“…few writers have Noone’s eye or ear… absorbing…”

–The Boston Globe

The Story

Little Black Dress is about two unemployed young men who set up a gigolo business that exposes all the secrets and frustrated desires of the town.

This is a dark comedy that tries to capture what it feels like living lives of quiet desperation and is set in a household in the rural backwater of Blue River, Kansas, where the dreamer Amy Beaudreaux falls in love with Charly, the local Gigolo.

All she has to do now is tell her boorish husband and her slacker pot-smoking son that she is leaving them because she wants to be free to drink champagne everyday on the beaches of Miami. Little Black Dress is a comedy about the price of freedom.

PRODUCTION INFORMATION
Title of work
: Little Black Dress
Produced
Boston Playwrights Theatre, Boston
Orchard Theatre Project, New York
UnPublished

Nice Things
People Said

“…a distinctively dark sense of humor… Little Black Dress provides its fair share of
Orton-esque fun”

—David Barbour, Lighting and Sound America

“…Riveting… just when you think there is nothing left to unravel, Noone pulls on another strand”

— Talking Broadway

Stage Review
The Boston Globe

When the audience trickles into Ronan Noone’s Little Black Dress at Boston Playwrights’ Theatre, the play is already in progress, though nothing much is happening. Which is the point.

A surly-looking man is lounging on a faded couch in front of a TV set while a woman wearily scrubs dishes in a kitchen sink. She wears pink bedroom slippers, also somewhat faded. Occasionally, with a faraway half-smile on her face, she dances to the strains of Frank Sinatra’s “The Best Is Yet to Come.’’ The guy on the couch seems unlikely to deliver on that promise.

The challenge for “Little Black Dress’’ is to feel fresh, given that the dramatic territory Noone is exploring here – broadly speaking, the dark side of the American dream – has gotten a lot of traffic lately. (HBO pretty much livesin that neighborhood).
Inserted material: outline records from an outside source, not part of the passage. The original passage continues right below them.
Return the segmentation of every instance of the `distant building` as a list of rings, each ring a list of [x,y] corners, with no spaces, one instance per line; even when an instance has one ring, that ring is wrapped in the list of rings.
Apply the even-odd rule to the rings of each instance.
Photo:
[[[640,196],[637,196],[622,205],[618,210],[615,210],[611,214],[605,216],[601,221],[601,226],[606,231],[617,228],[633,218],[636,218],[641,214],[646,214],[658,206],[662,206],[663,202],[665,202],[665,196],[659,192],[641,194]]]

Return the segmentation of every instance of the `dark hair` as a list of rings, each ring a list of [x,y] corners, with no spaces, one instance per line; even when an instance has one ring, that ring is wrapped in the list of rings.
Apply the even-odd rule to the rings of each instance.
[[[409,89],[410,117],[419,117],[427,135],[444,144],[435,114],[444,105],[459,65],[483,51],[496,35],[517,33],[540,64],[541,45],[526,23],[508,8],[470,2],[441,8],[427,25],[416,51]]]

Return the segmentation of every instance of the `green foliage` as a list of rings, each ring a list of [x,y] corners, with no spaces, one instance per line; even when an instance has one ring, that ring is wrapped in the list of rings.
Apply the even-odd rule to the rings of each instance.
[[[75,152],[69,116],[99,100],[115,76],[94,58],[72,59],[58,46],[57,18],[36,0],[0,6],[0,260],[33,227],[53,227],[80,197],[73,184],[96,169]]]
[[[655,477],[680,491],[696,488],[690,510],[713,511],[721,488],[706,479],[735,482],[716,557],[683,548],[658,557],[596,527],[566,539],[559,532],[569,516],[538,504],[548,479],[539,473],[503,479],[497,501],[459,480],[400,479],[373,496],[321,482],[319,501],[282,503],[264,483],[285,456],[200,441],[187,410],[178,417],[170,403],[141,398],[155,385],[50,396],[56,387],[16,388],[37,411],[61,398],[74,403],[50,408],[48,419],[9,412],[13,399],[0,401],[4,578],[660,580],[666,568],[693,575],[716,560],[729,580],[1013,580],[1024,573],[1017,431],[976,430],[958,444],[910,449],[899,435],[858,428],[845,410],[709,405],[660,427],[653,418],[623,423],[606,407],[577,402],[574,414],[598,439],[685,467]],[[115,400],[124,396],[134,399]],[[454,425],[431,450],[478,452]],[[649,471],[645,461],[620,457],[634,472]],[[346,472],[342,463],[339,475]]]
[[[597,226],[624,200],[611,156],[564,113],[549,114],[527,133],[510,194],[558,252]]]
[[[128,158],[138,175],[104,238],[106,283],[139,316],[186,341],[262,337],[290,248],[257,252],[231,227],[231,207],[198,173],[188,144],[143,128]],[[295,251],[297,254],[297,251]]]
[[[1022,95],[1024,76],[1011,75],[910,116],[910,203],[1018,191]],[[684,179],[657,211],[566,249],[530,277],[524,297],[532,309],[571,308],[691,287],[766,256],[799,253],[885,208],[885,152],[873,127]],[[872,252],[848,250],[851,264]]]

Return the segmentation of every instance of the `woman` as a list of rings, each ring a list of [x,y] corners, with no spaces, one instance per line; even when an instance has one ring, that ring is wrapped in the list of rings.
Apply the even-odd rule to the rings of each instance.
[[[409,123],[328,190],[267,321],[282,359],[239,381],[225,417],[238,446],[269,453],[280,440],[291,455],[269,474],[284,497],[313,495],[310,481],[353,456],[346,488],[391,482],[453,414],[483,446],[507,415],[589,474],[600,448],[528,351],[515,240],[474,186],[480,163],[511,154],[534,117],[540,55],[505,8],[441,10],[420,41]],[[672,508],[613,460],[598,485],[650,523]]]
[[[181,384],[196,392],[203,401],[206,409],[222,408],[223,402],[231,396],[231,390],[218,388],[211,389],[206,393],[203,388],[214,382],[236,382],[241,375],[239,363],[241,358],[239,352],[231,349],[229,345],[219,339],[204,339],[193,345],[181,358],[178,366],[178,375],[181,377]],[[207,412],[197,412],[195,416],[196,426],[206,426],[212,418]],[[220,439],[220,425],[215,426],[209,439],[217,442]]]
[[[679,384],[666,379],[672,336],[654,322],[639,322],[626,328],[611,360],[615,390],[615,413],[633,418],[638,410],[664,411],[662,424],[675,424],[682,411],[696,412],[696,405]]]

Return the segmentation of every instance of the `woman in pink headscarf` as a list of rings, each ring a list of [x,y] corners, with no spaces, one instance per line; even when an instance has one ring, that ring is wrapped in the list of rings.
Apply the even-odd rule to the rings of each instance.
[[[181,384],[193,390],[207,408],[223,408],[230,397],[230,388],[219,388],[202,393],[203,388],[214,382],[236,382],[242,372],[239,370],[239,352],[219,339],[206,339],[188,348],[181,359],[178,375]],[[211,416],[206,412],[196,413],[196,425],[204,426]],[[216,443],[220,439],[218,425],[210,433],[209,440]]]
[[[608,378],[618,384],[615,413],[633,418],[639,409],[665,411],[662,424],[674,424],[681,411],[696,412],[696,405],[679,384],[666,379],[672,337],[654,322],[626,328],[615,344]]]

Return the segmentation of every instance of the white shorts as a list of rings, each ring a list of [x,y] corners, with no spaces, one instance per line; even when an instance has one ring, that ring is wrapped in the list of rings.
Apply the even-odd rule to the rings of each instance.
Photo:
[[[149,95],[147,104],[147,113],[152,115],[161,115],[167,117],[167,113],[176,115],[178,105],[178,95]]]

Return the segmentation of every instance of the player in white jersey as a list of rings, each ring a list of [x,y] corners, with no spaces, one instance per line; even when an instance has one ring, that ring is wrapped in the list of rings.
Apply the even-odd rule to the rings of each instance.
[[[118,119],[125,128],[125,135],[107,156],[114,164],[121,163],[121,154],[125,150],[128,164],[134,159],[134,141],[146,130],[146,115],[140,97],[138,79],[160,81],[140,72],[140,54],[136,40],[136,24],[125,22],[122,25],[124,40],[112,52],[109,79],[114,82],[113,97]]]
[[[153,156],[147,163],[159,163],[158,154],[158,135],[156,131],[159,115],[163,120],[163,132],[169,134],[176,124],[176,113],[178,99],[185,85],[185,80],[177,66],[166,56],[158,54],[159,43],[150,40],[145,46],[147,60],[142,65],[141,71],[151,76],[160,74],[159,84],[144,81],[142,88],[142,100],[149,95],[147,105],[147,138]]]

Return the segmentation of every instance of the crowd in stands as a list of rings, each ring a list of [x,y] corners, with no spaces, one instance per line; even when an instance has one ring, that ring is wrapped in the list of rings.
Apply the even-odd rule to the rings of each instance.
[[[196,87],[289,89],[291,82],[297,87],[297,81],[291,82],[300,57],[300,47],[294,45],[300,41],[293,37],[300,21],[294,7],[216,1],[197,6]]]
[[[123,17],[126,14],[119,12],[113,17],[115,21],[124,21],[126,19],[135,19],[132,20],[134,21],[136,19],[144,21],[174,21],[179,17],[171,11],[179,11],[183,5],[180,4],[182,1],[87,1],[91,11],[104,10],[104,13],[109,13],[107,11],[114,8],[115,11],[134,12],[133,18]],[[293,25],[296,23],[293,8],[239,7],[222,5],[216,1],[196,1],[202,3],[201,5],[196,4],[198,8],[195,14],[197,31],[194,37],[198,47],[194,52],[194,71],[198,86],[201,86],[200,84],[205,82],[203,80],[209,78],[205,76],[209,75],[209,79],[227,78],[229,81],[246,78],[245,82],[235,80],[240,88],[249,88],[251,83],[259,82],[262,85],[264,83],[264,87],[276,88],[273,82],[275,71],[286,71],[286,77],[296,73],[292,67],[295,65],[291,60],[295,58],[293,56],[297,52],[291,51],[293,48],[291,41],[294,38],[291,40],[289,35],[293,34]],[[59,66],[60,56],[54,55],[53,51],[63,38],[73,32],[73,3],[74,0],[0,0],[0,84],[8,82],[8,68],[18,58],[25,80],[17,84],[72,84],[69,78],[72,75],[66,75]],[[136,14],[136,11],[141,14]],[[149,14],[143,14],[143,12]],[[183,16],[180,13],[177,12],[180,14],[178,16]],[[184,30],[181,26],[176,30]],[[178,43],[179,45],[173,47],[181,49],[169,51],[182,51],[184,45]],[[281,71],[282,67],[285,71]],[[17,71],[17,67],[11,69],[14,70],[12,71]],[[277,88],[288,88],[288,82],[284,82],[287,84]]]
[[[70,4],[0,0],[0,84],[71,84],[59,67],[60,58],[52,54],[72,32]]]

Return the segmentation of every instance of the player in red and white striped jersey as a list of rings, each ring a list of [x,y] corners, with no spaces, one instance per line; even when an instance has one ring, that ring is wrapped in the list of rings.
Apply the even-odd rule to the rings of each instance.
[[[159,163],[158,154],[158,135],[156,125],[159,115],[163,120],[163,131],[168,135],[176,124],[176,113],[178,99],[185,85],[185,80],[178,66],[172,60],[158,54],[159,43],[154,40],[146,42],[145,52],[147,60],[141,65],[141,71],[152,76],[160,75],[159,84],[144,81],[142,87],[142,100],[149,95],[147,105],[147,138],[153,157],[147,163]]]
But few writers have Noone’s eye or ear. He can send storms of language gusting across the stage, and he sometimes does so in “Little Black Dress,’’ but he also demonstrates his understanding that love grows or dies in the small moments: the foot massage that a lover administers without being asked, the flatulence that a husband emits in the middle of a tender interlude, the lie revealed years after it was told.

He understands, too, the power of Hollywood mythology to both feed and distort the imagination (though this particular insight goes back at least as far as Nathanael West).

Set in a small town in Kansas, “Little Black Dress’’ revolves around the attempt by the woman in the pink slippers, Amy Beaudreaux (Marianna Bassham), to break free of her dead-end marriage to Jimmy Sr. (Jeremiah Kissel) and her stultifying life. This could be a risky gambit: Two stuffed deer heads hang on the walls of the Beaudreaux home, testaments to Jimmy Sr.’s prowess with a gun.